We're nearing the end as we install a pair of Nutech satin black running boards.
We did test fit the boards before paint and body so the installation is very straight forward and we don't need to loosen our fender bolts to get the running boards set in place.
Once their bolted on, we can give them a test stand and even though you're not supposed to stand on the running boards,
the aluminum boards can handle my weight and I'm not really light.
The last parts we'll install are a set of aluminum sill plates that are made to match the Nutech running boards.
The sill plates cover the threshold between the carpet and the running board and come pre-drilled for mounting.

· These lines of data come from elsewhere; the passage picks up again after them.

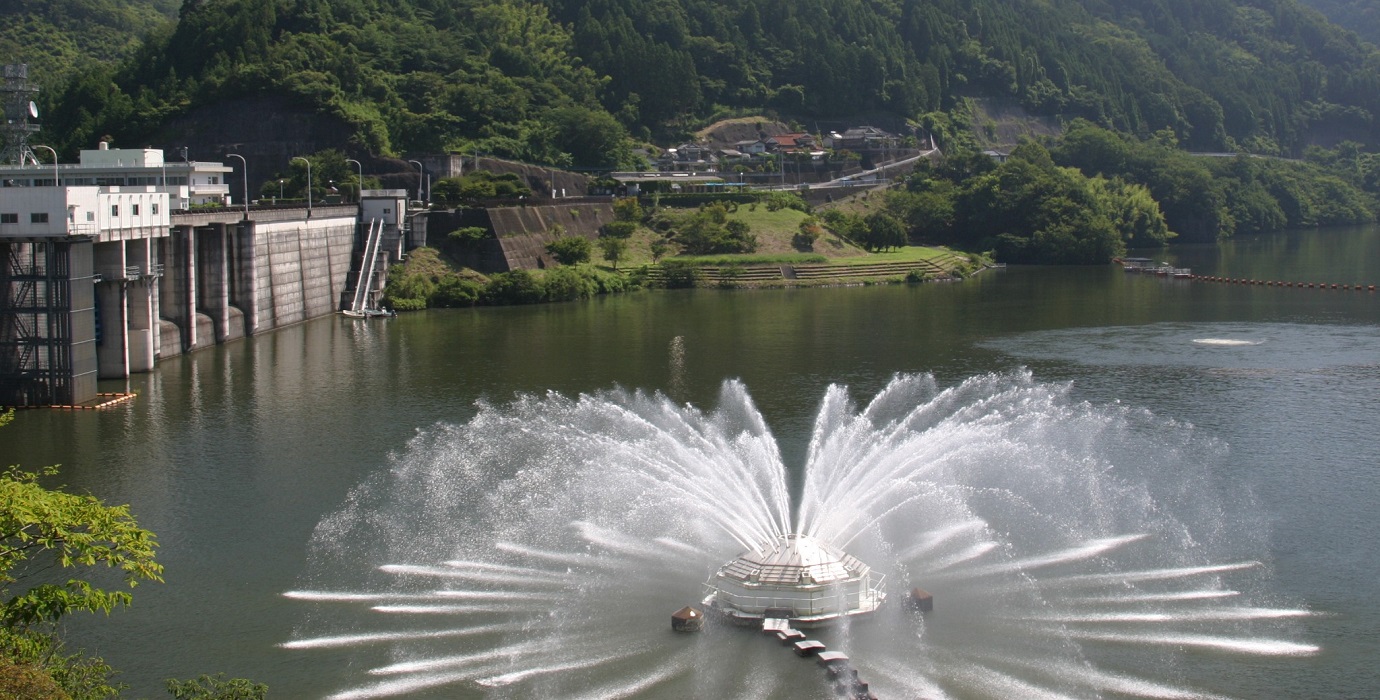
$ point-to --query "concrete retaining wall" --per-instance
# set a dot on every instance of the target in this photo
(301, 269)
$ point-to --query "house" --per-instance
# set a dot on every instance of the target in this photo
(186, 182)
(864, 138)
(687, 158)
(792, 142)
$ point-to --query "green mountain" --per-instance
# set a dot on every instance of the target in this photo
(60, 37)
(1361, 17)
(562, 82)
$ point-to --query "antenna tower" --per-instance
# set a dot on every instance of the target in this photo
(21, 116)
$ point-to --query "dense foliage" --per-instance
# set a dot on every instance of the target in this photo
(1027, 210)
(563, 83)
(1208, 198)
(427, 282)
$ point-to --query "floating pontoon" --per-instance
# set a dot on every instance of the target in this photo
(796, 577)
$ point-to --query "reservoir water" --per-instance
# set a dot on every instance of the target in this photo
(1165, 421)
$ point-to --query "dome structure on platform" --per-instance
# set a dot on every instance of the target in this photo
(796, 577)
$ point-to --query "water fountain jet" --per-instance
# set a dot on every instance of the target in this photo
(1077, 550)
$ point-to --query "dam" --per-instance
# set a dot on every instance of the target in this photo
(101, 282)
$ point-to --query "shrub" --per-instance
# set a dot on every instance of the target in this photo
(406, 303)
(569, 285)
(627, 210)
(456, 292)
(468, 235)
(620, 229)
(779, 200)
(679, 275)
(570, 250)
(519, 286)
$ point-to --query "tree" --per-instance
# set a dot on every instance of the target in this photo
(613, 249)
(570, 250)
(43, 530)
(217, 688)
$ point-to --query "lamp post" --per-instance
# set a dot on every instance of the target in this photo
(308, 184)
(54, 162)
(246, 166)
(359, 191)
(420, 171)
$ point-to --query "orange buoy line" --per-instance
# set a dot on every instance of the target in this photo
(1275, 283)
(104, 401)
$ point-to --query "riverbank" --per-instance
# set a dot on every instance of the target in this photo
(427, 280)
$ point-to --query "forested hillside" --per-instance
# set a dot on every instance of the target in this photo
(562, 82)
(1361, 17)
(60, 37)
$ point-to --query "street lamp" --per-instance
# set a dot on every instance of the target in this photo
(246, 166)
(420, 173)
(308, 184)
(54, 163)
(359, 192)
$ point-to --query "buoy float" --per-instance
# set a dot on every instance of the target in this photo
(687, 620)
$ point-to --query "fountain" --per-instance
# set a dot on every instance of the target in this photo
(536, 551)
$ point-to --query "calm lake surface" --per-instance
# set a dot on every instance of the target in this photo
(235, 454)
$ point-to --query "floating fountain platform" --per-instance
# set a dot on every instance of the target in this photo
(795, 577)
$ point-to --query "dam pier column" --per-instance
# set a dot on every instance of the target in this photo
(111, 309)
(178, 290)
(213, 285)
(244, 276)
(142, 305)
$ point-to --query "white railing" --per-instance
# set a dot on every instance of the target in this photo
(366, 268)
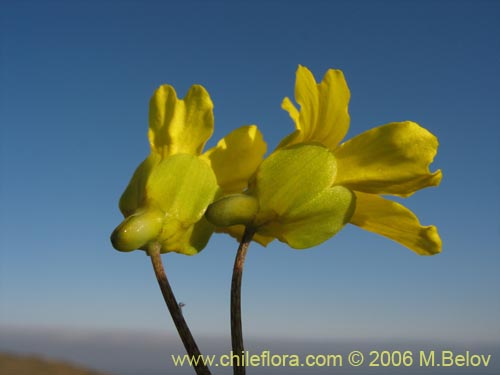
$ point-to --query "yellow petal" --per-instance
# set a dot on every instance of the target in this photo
(323, 116)
(180, 126)
(392, 220)
(182, 186)
(315, 221)
(134, 195)
(390, 159)
(236, 157)
(236, 231)
(289, 178)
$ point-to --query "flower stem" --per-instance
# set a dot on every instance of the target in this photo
(236, 328)
(175, 311)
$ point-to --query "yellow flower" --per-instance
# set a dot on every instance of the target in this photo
(169, 192)
(311, 185)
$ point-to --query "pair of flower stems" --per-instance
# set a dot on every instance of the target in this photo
(180, 323)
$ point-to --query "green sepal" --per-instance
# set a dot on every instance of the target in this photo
(137, 230)
(233, 209)
(180, 187)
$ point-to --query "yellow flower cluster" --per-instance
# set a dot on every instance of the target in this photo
(303, 193)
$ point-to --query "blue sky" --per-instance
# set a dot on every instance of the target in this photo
(76, 78)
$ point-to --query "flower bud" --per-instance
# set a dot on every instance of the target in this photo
(232, 209)
(137, 230)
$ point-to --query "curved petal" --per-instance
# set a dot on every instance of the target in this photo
(182, 186)
(180, 126)
(315, 221)
(236, 158)
(390, 159)
(290, 177)
(323, 115)
(392, 220)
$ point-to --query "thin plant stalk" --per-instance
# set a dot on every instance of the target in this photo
(175, 311)
(236, 327)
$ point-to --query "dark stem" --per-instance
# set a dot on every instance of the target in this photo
(236, 329)
(175, 311)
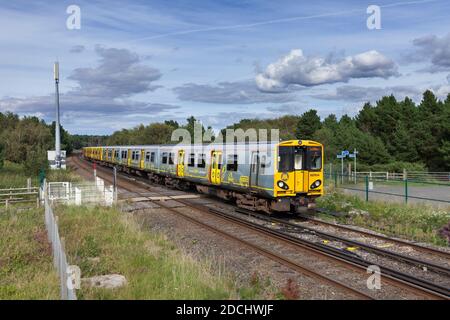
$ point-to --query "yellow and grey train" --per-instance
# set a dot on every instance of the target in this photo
(265, 176)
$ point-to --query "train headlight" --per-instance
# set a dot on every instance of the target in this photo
(282, 185)
(316, 184)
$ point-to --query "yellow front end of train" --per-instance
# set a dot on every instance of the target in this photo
(299, 171)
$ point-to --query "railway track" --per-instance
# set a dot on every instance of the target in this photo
(398, 279)
(416, 246)
(296, 228)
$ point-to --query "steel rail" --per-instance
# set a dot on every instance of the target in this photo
(378, 236)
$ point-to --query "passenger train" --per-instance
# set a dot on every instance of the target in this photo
(265, 176)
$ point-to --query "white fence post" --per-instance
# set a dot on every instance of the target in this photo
(59, 255)
(77, 196)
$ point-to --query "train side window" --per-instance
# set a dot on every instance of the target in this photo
(191, 162)
(164, 158)
(201, 163)
(232, 162)
(263, 164)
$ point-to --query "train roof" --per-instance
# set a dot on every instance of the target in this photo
(281, 143)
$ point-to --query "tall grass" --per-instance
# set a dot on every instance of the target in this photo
(26, 269)
(153, 266)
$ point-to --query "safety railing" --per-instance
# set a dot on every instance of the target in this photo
(59, 254)
(11, 196)
(377, 187)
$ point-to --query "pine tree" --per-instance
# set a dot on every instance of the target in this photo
(308, 124)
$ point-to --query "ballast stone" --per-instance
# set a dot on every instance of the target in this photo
(109, 281)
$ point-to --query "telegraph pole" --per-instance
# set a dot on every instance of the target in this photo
(57, 130)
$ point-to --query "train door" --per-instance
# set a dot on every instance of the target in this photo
(142, 162)
(216, 166)
(254, 169)
(180, 163)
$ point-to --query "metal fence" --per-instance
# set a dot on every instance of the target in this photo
(375, 186)
(433, 177)
(19, 195)
(81, 193)
(59, 254)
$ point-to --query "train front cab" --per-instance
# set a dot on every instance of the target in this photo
(299, 172)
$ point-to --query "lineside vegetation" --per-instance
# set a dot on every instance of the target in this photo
(26, 267)
(105, 241)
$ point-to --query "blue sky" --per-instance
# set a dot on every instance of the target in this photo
(144, 61)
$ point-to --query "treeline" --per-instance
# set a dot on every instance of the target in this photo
(390, 135)
(155, 133)
(26, 141)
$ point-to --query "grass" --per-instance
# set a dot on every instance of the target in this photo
(26, 269)
(152, 265)
(12, 176)
(412, 221)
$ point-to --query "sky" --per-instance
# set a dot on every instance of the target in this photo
(136, 61)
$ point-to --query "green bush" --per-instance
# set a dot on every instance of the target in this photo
(395, 166)
(2, 157)
(36, 159)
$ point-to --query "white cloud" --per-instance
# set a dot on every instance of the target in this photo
(435, 49)
(298, 69)
(244, 92)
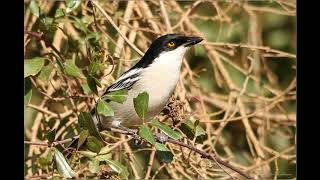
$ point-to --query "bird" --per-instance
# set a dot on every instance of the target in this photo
(156, 73)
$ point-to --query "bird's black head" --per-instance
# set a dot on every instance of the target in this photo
(168, 42)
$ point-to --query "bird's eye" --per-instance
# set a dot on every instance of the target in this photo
(171, 44)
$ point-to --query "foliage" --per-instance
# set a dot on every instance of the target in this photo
(236, 97)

You could drill into the heater channel and screw the sill plate in but I don't like extra holes in the heater channel.
Remember, we had to replace the entire driver's side channel in this car.
I prefer using some RTV silicone to glue the sill plates in place.
Noting that there is a left and right side, with a narrow portion that goes towards the front and a wider portion at the rear,
a couple of spots of RTV are squeezed onto the sill and it is set in place and pressed down.
The excess silicone is wiped up and once both sides are in, we recommend leaving the doors closed until the silicone cures.
Now, we'll lower the rear end of the car down to the ground and we can see that we really should have done this before we installed our fenders.
The rear end is sitting way too low with the engine in the car and we're going to have to readjust it.
In the meantime though, we'll fill the engine up with oil about two and a half quarts to start.
We crank the engine over for a few seconds and then wait a few minutes and check the oil level.
We add another 3/4 of a quart of oil.
Then, with a few gallons of 91 octane poured into the tank, we crank our engine back to life.
We notice some hesitation which we're guessing is from too much fuel pressure, but in the meantime, we'll put the engine in reverse and back up a bit to check that the reverse light switch works.
Then, we'll check that the running lights, the brake lights, and the turn signals work.
With that, we'll call it a wrap.
We still have to raise the rear suspension of the car, diagnose and fix the hesitation in the carb, and fix a couple of oil leaks one of which was unexpected.
We'll go over all that in our next video.